Crich (kryech) is a village in Derbyshire in England. It is the home of the National Tramway Museum inside the Crich Tramway Village, and at the summit of Crich Hill above, a Memorial Tower for those of the Sherwood Foresters regiment who died in battle, particularly in World War I.

Built in 1923 on the location of an older tower called Crich Stand, the Memorial Tower is the destination of an annual pilgrimage on the first Sunday in July. Set 1000 feet abve sea level, it has 52 steps to the top, from which eight counties can be seen, including landmarks such as the Humber Bridge and Lincoln Cathedral.

History

A workhouse was opened in 1734 on the edge of Nether Common. It could accommodate 40 inmates, and accepted paupers from other parishes, including Melbourne, Pentrich, Willington, Mercaston and Denby.
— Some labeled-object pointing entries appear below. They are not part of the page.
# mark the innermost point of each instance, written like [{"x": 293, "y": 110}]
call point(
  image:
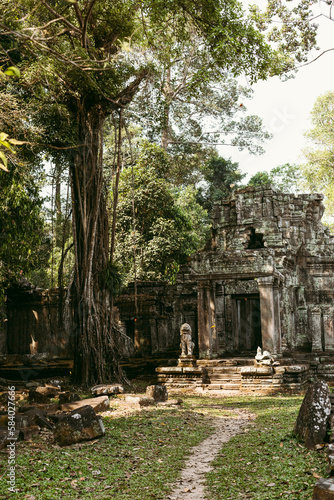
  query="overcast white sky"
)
[{"x": 285, "y": 108}]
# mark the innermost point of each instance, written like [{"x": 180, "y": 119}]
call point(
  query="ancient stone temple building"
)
[{"x": 265, "y": 279}]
Crich was the setting for the ITV drama series Peak Practice (along with Ashover for a time). Crich is home to 'The Briars', a residential youth centre for the Catholic Diocese of Nottingham. It hosts approximately 5000 young people a year from across the East Midlands, working with them on personal, social and spiritual themes. Images of the village also appear in the 2007 film "And When Did You Last See Your Father" starring Colin Firth. In the film Firth is seen riding a motorbike up Chapel Lane.

Quarrying

Geologically, Crich lies on a small inlier of Carboniferous limestone (an outcrop on the edge of the Peak District surrounded by younger Upper Carboniferous rocks).

Quarrying at Crich probably began in mediaeval times. In 1791 Benjamin Outram and Samuel Beresford bought land for a quarry to supply limestone to their new iron works at Butterley. This became known as Hilt's Quarry, and the stone was transported down a steep wagonway, the Butterley Company Gangroad, to the Cromford Canal at Bullbridge. Near there they also built limekilns for supplying farmers and for the increasing amount of building work. Apart from a period when it was leased to Albert Banks, the quarry and kilns were operated by the Butterley Company until 1933.

The gangroad, descending some 300 feet in about a mile, was at first worked by gravity, a brakeman "spragging" the wheels of the wagons, which were returned to the summit by horses. However, in 1812 the incline was the scene of a remarkable experiment, when William Brunton, an engineer for the company, produced his Steam Horse locomotive.

In 1840, George Stephenson, in building the North Midland Railway, discovered deposits of coal at Clay Cross and formed what later became the Clay Cross Company. He realised that burning lime would provide a use for the coal slack that would otherwise go to waste. He leased Cliff Quarry and built limekilns at Bullbridge. They were connected by another wagonway including a section known as "The Steep", a 550-yard self-acting incline at a slope of 1 in 5.

Cliff Quarry closed in 1957, although a small amount of limestone extraction still occurs at the western end; it was bought by the Tramway Museum in 1959.

Hilt's Quarry closed in 1933 and is derelict. For 38 years, Rolls-Royce used it for dumping low-level radioactive waste such as enriched uranium, cobalt-60 and carbon-14. Following a campaign and blockades by villagers in the Crich and District Environment Action Group, dumping ceased in 2002. In 2004 the Government backed an Environment Agency document banning further dumping, and Rolls-Royce will be required to restore and landscape the site.